= It's Happy Bunny =

Fictional character

Happy Bunny is a character in a series of stickers, buttons, greeting cards, posters, and other merchandise sold at novelty shops across North America. Designed by artist and writer Jim Benton in the 1990s, whom People Magazine called "the most visible cartoonist in America," Happy Bunny is a small, smiling bunny, often varying in color, with an insulting slogan printed at its feet. Happy Bunny gained popularity in 2001 after stores like Hot Topic and Spencers began selling its merchandise.

== Products ==

Happy Bunny products are sold in many forms such as clothing lines, note pads, key chains, computer mouse pads, energy drinks, school supplies, and many more. "Mr.
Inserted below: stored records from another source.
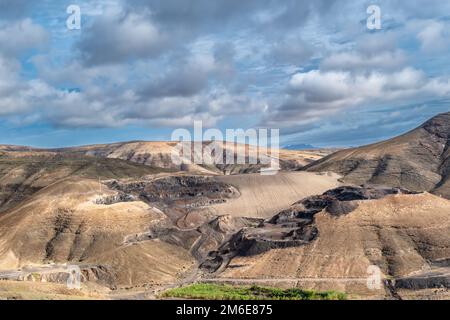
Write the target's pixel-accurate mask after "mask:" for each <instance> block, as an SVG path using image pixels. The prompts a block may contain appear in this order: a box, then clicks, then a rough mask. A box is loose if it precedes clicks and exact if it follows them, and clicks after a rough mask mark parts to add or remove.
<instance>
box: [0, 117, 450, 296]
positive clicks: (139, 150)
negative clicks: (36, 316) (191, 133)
mask: <svg viewBox="0 0 450 320" xmlns="http://www.w3.org/2000/svg"><path fill="white" fill-rule="evenodd" d="M449 117H450V115H449V114H444V115H440V116H438V117H436V118H434V119H432V120H430V121H429V122H427V123H426V124H424V125H423V126H421V127H420V128H418V129H416V130H413V131H411V132H409V133H407V134H405V135H403V136H401V137H398V138H394V139H391V140H389V141H387V142H382V143H379V144H375V145H371V146H367V147H362V148H357V149H353V150H350V151H346V150H344V151H339V152H337V153H335V154H333V155H330V156H328V157H327V158H325V159H324V160H319V159H320V158H321V157H322V156H323V155H324V152H323V151H312V152H311V153H309V151H307V152H306V151H287V150H281V151H280V160H281V163H282V170H281V171H280V172H278V173H277V174H276V175H269V176H267V175H261V174H260V173H257V172H258V171H259V170H260V169H261V167H262V166H261V165H229V166H220V165H216V166H203V165H193V166H191V167H185V166H177V165H174V163H173V162H172V159H171V153H172V151H173V149H172V148H173V147H174V146H173V144H171V143H168V142H129V143H118V144H112V145H96V146H84V147H76V148H65V149H51V150H50V149H49V150H43V149H33V148H28V147H17V146H0V190H1V193H0V201H1V202H0V290H1V288H3V287H4V288H6V289H5V290H12V289H11V288H16V286H15V285H14V283H13V282H14V281H25V282H27V281H41V282H43V281H45V282H51V283H60V284H63V283H65V281H66V280H67V277H68V275H67V273H66V272H64V270H65V269H64V268H65V267H66V266H67V265H76V266H78V267H79V268H80V270H81V272H82V282H83V289H82V291H80V292H79V295H80V296H94V297H96V296H101V297H110V298H133V297H139V298H143V297H145V298H154V297H155V292H158V290H162V289H164V288H169V287H176V286H180V285H183V284H186V283H193V282H198V281H206V282H219V283H221V282H231V283H249V284H263V285H273V286H279V287H285V286H289V287H295V286H298V287H302V288H306V287H308V288H315V289H332V290H341V291H346V292H348V293H350V294H355V295H356V296H357V297H360V296H367V297H370V298H374V297H378V298H386V297H388V298H398V297H400V295H406V296H410V297H413V298H414V297H417V296H419V295H421V297H424V298H429V297H436V295H435V293H434V292H431V293H430V292H429V291H427V290H432V289H433V290H434V289H436V288H440V287H442V286H444V287H445V288H448V285H447V283H448V274H449V261H450V251H449V248H450V237H449V236H448V235H449V234H450V216H449V212H450V201H449V200H447V199H444V198H441V197H438V196H436V195H433V194H431V193H427V192H425V193H421V191H424V190H430V191H433V192H436V193H439V192H442V191H445V190H448V189H446V188H447V186H448V185H447V184H446V183H447V177H448V175H449V172H448V165H449V148H448V146H449V144H450V143H449V135H448V132H449V130H448V124H449V121H448V120H449ZM239 147H240V148H243V149H244V150H246V151H248V150H249V149H250V148H251V147H249V146H244V145H241V146H239ZM305 152H306V153H305ZM314 159H316V160H318V161H317V162H315V163H314V164H313V165H311V166H309V167H308V168H307V169H308V170H310V171H317V172H308V171H300V170H298V169H299V168H300V167H302V166H303V165H304V164H306V163H309V162H311V161H313V160H314ZM446 168H447V169H446ZM344 169H345V170H344ZM325 171H327V172H325ZM332 171H335V172H336V173H333V172H332ZM339 174H342V176H343V178H342V176H341V175H339ZM341 179H343V181H341ZM363 184H365V185H363ZM369 266H378V267H379V268H380V269H381V271H382V277H383V279H386V281H387V280H389V281H387V282H385V283H384V286H382V287H381V288H380V289H378V290H375V291H371V290H368V289H367V285H366V282H365V281H366V280H365V279H366V277H367V268H368V267H369ZM391 280H392V281H391ZM55 286H56V284H55ZM19 287H20V288H21V289H20V290H25V289H26V290H36V294H44V293H45V297H49V295H50V296H51V294H53V293H55V294H57V295H58V296H59V295H61V294H62V295H63V296H64V295H65V293H64V291H61V288H60V287H52V286H42V287H41V286H40V285H39V284H36V285H35V287H34V288H35V289H30V287H28V286H26V285H22V286H19ZM19 287H17V288H19ZM52 290H55V291H52ZM417 290H419V291H420V294H419V293H418V292H419V291H417ZM21 292H22V291H21ZM33 292H34V291H33ZM411 292H417V293H411ZM29 294H31V292H27V291H25V292H24V293H23V295H24V296H28V295H29ZM415 294H417V295H415ZM7 296H8V295H7ZM77 296H78V295H77ZM0 297H1V295H0ZM13 297H14V296H13ZM439 297H447V296H445V294H444V295H441V294H440V295H439Z"/></svg>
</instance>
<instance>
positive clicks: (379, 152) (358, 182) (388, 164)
mask: <svg viewBox="0 0 450 320" xmlns="http://www.w3.org/2000/svg"><path fill="white" fill-rule="evenodd" d="M304 170H308V171H315V172H324V171H332V172H336V173H338V174H341V175H342V176H343V181H344V182H348V183H353V184H358V185H359V184H366V183H367V184H376V185H386V186H391V187H400V188H405V189H408V190H413V191H418V192H423V191H430V192H433V193H435V194H437V195H441V196H444V197H446V198H449V199H450V112H448V113H443V114H440V115H437V116H436V117H434V118H432V119H430V120H429V121H427V122H426V123H424V124H423V125H421V126H420V127H418V128H416V129H414V130H412V131H410V132H408V133H406V134H404V135H401V136H399V137H396V138H393V139H390V140H387V141H383V142H379V143H376V144H373V145H368V146H363V147H359V148H353V149H347V150H342V151H339V152H336V153H334V154H332V155H330V156H328V157H325V158H323V159H321V160H319V161H317V162H314V163H312V164H310V165H308V166H306V167H305V168H304Z"/></svg>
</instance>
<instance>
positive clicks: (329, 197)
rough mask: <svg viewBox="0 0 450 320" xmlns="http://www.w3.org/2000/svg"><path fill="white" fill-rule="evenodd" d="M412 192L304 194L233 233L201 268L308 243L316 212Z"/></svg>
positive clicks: (310, 233) (337, 188)
mask: <svg viewBox="0 0 450 320" xmlns="http://www.w3.org/2000/svg"><path fill="white" fill-rule="evenodd" d="M409 193H410V192H409V191H407V190H403V189H399V188H382V187H376V188H375V187H356V186H355V187H353V186H344V187H339V188H336V189H333V190H329V191H327V192H325V193H324V194H322V195H320V196H312V197H308V198H305V199H303V200H301V201H299V202H297V203H295V204H293V205H292V206H291V207H290V208H289V209H286V210H283V211H281V212H280V213H278V214H277V215H275V216H274V217H272V218H271V219H269V220H266V221H265V222H263V223H261V224H260V225H258V226H256V227H250V228H243V229H241V230H239V231H238V232H236V233H235V234H233V235H231V236H230V237H229V238H228V239H227V240H226V241H225V242H223V243H222V244H221V245H220V246H219V247H218V249H217V250H215V251H211V252H210V253H209V254H208V256H207V258H206V259H205V261H203V262H202V263H201V265H200V268H201V269H202V270H204V271H206V272H209V273H214V272H220V271H222V270H223V269H224V268H225V267H226V266H227V265H228V264H229V263H230V261H231V260H232V259H233V258H234V257H236V256H251V255H256V254H260V253H263V252H266V251H268V250H271V249H276V248H287V247H295V246H301V245H304V244H308V243H310V242H312V241H314V240H315V239H316V238H317V237H318V236H319V230H318V228H317V226H316V224H315V219H314V217H315V215H316V214H317V213H319V212H322V211H323V210H325V212H327V213H328V214H330V215H332V216H335V217H339V216H340V215H344V214H349V213H351V212H352V211H353V210H355V209H356V208H357V207H358V202H357V201H362V200H371V199H381V198H383V197H385V196H388V195H394V194H409Z"/></svg>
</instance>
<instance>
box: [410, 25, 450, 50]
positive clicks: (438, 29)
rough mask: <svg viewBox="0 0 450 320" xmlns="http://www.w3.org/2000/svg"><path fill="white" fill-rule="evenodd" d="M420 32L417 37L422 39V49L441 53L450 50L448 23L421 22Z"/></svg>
mask: <svg viewBox="0 0 450 320" xmlns="http://www.w3.org/2000/svg"><path fill="white" fill-rule="evenodd" d="M420 29H421V30H420V32H419V33H418V35H417V38H418V39H419V40H420V43H421V49H422V50H423V51H424V52H426V53H439V52H446V51H449V50H450V33H449V32H448V31H447V30H448V25H445V24H444V23H442V22H437V21H430V22H428V23H426V24H420Z"/></svg>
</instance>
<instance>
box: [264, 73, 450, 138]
mask: <svg viewBox="0 0 450 320" xmlns="http://www.w3.org/2000/svg"><path fill="white" fill-rule="evenodd" d="M287 93H288V94H287V97H286V99H285V101H284V103H282V104H281V105H280V106H279V107H278V108H276V109H275V110H274V112H271V113H269V114H268V115H267V117H266V119H265V123H267V124H270V125H278V126H281V127H289V126H293V127H295V126H296V128H294V129H293V130H294V131H295V130H299V131H301V130H304V126H305V124H308V123H310V122H313V121H316V120H318V119H322V118H324V117H325V118H326V117H330V116H333V115H334V114H336V113H342V112H347V111H349V110H351V109H352V108H354V107H367V106H376V105H385V104H386V103H393V102H403V103H405V102H407V101H419V100H418V99H420V100H422V101H423V100H426V99H435V98H437V97H441V98H442V97H447V98H448V97H449V96H450V81H449V79H448V78H434V79H429V78H427V77H426V75H425V74H424V73H423V72H422V71H420V70H416V69H413V68H409V67H407V68H404V69H402V70H400V71H396V72H392V73H382V72H370V73H362V74H355V73H352V72H349V71H320V70H313V71H309V72H305V73H297V74H295V75H294V76H292V78H291V80H290V82H289V85H288V88H287Z"/></svg>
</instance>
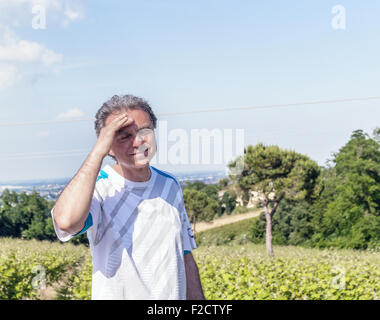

Benton's intellectual properties ... have made him stand out in an industry dominated by big entertainment companies." "Last year, the It's Happy Bunny brand nabbed the International Licensing Excellence Award for Best Art Brand Licensing of the Year, from the Licensing Industry Merchandisers' Association (LIMA)." "An anti-drug campaign featuring It's Happy Bunny was honored at the 2007 Austin ADDY Awards for advertising excellence in the category of public service."

The appeal of the merchandise lies in the fact that most, if not all, of the slogans are apathetic and sometimes offensive and derogatory, and one commentator noted that "'It's Happy Bunny' has joined the "tasteless" category of merchandise ...". The slogans include, among others, "You suck and that's sad", "Cute but psycho: things even out", "Hi, Loser", "It worries me how dumb you are", "Dear Santa, leave presents. Take Brother!", and "I am the dominant bunny in the world" . It's Happy Bunny also has a line of "medicine" to cure quite awkward (fictional) diseases such as the "I'm delusional" pills; they are actually mints or small candies, the word poison badly blocked out with crayon (with happy bunny holding a crayon) and written in crayon there is, "mints for a frend" [sic].

In addition, Jim Benton has written It's Happy Bunny books including Life. Get One; Love Bites; What's Your Sign?; and The Good, The Bad, and the Bunny. These books are targeted towards teen audiences and are not intended to be children's books. An It's Happy Bunny Sudoku book has also been written by Jim Benton and Rafael Sirkis.

In 2006 the Partnership for a Drug-Free Texas commissioned Benton to create anti-recreational drug public service announcement messages featuring Happy Bunny.